The Year in Cardiovascularmedicine 2020: Arrhythmias

Harry J.G.M. Crijns; Frits Prinzen; Pier D. Lambiase; Prashanthan Sanders; Josep Brugada

Disclosures

Eur Heart J. 2021;42(5):499-507. 

In This Article

Inherited Cardiac Conditions, Risk Assessment, Implantable Defibrillators, and Sudden Death

A novel approach to the diagnosis of Brugada syndrome (BrS) described the utilization of autoantibody screening for α-cardiac actin, α-skeletal actin, keratin, and connexin-43. In total, 18/18 BrS subjects demonstrated this autoantibody profile vs. 0/8 normal controls and 0/20 cardiomyopathy cases, which included arrhythmogenic right ventricular cardiomyopathy (ARVC), hypertrophic cardiomyopathy (HCM), and dilated cardiomyopathy (DCM) patients.[50] In a subgroup of BrS patients, each of these proteins and the sodium channel protein type 5 alpha subunit (NaV1.5) aggregated in the sarcoplasm of myocardial cells. The mechanism as to why antibodies to these proteins identified BrS cases is unclear but could relate to sarcolemmal membrane damage either due to a myocarditic process in the disease course or abnormal cell adhesion resulting in an immune response. The novelty of this study is the utilisation of a serological test to identify BrS subjects, which can be challenging given the transient nature of the electrocardiogram (ECG) pattern. This paper is complemented by a study investigating polygenic risk (PRS) of ECG markers to predict a positive ajmaline response.[51] PRS for BrS, baseline QRS duration, presence of Type II or III BrS ECG at baseline and family history of BrS were independently associated with the occurrence of a Type I BrS ECG, with good predictive accuracy (optimism-corrected C-statistic 0.74). This provides the first data to enable the combination of genetic and clinical screening to predict ajmaline responses and has implications for risk stratification.

A combined clinical and electrophysiological mapping study showed that SCN5A mutation carriers exhibit more pronounced epicardial electrical abnormalities and a more aggressive clinical presentation than non-carriers.[52]

Recent data support the use of drug therapy to manage patients with catecholaminergic polymorphic VT (CPVT). In a provocative paper by Van der Werf et al.,[53] no survival benefit from ICDs was shown in young CPVT patients surviving cardiac arrest. There are a number of caveats to this study, but the main learning point was that such patients can be treated without an ICD.
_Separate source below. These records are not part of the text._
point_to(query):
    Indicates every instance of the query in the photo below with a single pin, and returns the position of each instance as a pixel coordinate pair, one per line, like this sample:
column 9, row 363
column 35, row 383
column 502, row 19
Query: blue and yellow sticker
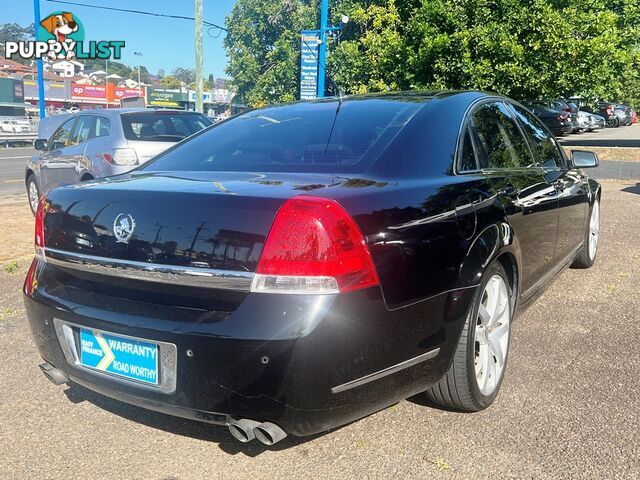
column 132, row 359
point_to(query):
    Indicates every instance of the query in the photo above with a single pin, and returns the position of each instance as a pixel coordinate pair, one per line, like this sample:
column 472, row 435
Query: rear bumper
column 331, row 359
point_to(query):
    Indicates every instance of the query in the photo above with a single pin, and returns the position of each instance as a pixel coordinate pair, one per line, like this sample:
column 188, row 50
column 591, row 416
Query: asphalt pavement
column 12, row 162
column 628, row 136
column 568, row 407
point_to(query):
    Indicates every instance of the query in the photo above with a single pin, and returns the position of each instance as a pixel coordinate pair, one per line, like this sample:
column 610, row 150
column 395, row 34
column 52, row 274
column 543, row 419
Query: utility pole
column 36, row 23
column 322, row 54
column 199, row 62
column 139, row 54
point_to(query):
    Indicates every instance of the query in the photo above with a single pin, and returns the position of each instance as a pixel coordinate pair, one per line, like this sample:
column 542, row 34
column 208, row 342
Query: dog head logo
column 60, row 25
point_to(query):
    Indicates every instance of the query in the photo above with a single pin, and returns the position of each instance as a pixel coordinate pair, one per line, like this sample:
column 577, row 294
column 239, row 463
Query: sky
column 164, row 43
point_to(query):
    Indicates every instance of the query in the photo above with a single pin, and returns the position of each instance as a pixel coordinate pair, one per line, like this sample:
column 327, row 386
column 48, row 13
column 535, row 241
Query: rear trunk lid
column 147, row 150
column 199, row 220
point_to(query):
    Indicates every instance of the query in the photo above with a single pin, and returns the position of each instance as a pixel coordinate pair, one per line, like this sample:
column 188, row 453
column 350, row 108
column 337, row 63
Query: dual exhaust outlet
column 245, row 430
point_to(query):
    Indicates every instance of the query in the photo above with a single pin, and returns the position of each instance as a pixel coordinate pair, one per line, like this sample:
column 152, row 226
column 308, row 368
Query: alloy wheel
column 594, row 229
column 492, row 335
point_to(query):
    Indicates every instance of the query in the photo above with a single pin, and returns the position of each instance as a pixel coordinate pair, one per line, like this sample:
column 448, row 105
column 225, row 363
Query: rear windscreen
column 162, row 127
column 304, row 137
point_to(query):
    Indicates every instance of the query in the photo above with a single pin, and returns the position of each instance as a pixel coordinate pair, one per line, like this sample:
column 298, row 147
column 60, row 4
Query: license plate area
column 136, row 362
column 125, row 357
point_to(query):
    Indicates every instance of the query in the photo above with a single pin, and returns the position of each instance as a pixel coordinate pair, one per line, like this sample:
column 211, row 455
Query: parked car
column 584, row 121
column 607, row 110
column 298, row 267
column 558, row 106
column 13, row 126
column 557, row 121
column 7, row 126
column 623, row 112
column 596, row 122
column 98, row 143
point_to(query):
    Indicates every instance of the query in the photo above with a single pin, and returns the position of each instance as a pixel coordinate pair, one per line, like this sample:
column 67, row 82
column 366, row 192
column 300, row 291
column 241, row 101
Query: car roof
column 119, row 111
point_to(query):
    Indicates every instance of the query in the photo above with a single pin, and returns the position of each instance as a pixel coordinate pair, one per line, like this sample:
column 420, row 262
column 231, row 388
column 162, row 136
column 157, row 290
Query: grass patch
column 11, row 267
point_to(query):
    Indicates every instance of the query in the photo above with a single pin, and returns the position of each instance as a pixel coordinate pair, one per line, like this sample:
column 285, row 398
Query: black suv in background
column 557, row 121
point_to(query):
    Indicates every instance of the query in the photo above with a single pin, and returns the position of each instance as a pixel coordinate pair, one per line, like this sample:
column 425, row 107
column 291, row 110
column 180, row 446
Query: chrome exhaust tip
column 243, row 429
column 55, row 376
column 269, row 433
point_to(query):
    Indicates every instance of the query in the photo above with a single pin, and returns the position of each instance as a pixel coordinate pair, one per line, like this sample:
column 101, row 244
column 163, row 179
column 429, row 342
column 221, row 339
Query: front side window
column 467, row 155
column 545, row 149
column 82, row 130
column 102, row 127
column 62, row 137
column 162, row 127
column 500, row 139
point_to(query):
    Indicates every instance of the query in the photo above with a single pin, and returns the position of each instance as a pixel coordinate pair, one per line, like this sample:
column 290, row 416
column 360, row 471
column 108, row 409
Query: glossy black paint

PRAETORIAN compared transvenous and subcutaneous ICDs in 849 patients >18 years with a class I or Iia indication for ICD therapy for primary or secondary prevention, followed for 49.1 months.[54] S-ICD demonstrated non-inferiority of the composite primary endpoint of device-related complications and inappropriate shocks. This provides the first multicentre trial evidence that the S-ICD is as effective and safe as transvenous ICD in preventing SCD for patients not requiring brady-pacing, anti-tachycardia VT pacing, or CRT, but challenges remain including longevity of leads and ICD, and inappropriate shocks. Concerning the latter, the UNTOUCHED study of primary prevention ICD therapy supports the PRAETORIAN data by showing an inappropriate shock-free rate of 95.9%, suggesting that the new SMART PASS filter technology and appropriate high rate S-ICD programming may minimize inappropriate shocks in S-ICD recipients.[55]
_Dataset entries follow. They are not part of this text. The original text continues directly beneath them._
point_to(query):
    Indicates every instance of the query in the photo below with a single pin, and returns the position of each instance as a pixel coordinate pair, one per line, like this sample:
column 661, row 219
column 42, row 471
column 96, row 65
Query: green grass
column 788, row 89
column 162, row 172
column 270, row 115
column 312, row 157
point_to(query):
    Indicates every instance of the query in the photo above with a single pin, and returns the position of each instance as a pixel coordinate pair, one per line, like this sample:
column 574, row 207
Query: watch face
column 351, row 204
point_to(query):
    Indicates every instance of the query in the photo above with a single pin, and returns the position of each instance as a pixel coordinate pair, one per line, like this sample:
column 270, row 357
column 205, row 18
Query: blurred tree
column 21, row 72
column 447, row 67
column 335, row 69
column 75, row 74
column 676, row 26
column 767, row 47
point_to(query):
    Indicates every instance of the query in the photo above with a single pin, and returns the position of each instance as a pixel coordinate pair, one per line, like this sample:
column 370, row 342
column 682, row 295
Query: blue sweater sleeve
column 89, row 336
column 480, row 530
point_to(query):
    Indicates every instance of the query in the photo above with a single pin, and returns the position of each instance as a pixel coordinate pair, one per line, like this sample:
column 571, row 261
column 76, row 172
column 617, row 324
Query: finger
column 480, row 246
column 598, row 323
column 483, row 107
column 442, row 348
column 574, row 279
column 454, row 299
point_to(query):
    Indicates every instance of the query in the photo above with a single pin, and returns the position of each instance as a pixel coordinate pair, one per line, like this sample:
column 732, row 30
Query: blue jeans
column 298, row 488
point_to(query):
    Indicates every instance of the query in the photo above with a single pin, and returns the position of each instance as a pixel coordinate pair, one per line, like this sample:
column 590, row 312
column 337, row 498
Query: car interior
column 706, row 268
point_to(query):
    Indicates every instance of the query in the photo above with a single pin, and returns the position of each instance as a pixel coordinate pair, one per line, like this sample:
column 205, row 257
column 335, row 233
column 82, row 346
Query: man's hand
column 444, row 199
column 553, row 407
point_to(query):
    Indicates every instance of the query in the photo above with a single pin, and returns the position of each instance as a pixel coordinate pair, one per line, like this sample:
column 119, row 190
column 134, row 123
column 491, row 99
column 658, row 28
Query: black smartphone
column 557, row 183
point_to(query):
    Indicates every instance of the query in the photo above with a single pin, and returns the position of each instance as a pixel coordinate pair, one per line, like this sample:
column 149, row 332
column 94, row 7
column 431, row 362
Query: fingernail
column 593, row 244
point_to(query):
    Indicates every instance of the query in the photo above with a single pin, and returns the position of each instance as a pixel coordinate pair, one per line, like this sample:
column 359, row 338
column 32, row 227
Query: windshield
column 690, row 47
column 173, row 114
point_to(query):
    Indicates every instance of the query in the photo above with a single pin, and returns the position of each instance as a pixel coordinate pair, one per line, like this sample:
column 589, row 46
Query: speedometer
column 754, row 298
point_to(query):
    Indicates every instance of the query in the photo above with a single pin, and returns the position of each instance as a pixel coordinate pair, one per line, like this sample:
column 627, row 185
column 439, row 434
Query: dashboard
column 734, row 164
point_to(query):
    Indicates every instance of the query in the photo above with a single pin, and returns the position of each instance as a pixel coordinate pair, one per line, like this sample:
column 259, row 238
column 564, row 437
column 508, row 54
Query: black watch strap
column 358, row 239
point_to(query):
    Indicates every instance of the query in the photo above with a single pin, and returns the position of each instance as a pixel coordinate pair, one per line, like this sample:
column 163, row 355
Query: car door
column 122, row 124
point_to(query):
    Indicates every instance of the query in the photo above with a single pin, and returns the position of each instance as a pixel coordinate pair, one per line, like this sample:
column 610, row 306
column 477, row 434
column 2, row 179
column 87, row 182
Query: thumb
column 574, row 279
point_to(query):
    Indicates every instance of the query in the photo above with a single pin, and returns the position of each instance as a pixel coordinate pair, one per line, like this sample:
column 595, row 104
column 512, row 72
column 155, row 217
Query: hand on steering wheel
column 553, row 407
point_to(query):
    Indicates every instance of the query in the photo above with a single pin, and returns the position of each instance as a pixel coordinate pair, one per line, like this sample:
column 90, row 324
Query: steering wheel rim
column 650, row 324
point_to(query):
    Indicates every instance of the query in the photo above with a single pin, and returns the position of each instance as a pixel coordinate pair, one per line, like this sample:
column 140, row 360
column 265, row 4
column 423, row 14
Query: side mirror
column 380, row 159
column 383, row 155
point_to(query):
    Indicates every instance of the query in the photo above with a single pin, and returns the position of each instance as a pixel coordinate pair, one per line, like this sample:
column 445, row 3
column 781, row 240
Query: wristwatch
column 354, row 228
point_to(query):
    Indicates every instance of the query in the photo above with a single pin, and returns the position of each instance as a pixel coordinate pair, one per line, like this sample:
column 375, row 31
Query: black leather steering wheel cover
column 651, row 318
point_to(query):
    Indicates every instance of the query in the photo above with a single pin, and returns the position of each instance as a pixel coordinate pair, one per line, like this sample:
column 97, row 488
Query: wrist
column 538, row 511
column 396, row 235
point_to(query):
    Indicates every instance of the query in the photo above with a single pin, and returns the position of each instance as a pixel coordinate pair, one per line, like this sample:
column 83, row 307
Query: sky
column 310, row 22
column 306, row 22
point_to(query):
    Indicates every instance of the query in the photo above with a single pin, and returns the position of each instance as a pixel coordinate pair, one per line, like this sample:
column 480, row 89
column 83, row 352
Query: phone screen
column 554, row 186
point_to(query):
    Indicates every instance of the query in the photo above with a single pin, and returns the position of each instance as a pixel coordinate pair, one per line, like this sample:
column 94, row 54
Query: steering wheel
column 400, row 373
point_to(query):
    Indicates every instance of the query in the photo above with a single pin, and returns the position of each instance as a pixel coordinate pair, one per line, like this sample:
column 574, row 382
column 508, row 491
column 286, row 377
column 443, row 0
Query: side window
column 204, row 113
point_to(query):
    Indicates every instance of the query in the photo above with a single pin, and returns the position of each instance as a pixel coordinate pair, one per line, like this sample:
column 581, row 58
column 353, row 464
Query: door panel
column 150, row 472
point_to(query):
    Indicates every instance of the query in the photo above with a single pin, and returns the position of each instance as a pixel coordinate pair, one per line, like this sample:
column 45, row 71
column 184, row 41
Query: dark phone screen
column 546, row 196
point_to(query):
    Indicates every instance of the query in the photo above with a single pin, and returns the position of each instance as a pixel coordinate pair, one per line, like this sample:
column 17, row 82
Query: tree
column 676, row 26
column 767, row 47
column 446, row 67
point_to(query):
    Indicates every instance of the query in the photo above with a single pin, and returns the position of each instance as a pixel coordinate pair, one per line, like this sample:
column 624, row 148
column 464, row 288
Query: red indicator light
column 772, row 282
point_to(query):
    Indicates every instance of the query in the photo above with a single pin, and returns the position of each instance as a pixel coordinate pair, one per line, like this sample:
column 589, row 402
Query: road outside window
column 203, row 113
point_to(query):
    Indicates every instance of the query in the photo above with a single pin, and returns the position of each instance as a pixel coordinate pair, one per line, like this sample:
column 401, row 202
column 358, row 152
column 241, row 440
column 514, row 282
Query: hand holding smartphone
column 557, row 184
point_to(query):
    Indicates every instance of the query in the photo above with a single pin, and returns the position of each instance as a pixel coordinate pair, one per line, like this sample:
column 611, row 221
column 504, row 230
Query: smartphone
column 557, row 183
Two primary prevention ICD registries applying propensity scoring showed beneficial effects but differed concerning efficacy of ICD in women and elderly.[56,57]

To predict sudden arrhythmic death (SAD) in coronary artery disease, the PRE-DETERMINE investigators integrated an ECG risk score with conventional cardiovascular parameters. A high-risk ECG score incorporating contiguous Q waves, LV hypertrophy, QRS duration, and JTc prolongation was more strongly associated with SAD than non-SAD (adjusted hazard ratios 2.87 vs. 1.38) and the proportion of deaths due to SAD was greater in the high vs. low risk groups (24.9% vs. 16.5%).[58] The addition of ECG markers to a clinical risk factor model including LVEF improved discrimination and reclassification, including correct reclassification of 28% of patients in the validation cohort. The strength of this approach is the utilization of simple bedside biomarkers to determine management, but it needs clinical validation in a randomized trial.

To conclude, The Year in Cardiovascular Medicine 2020—Arrhythmias shows significant progress in the field, much of it incremental, some of it attention gathering, and some of it clearly needing further work.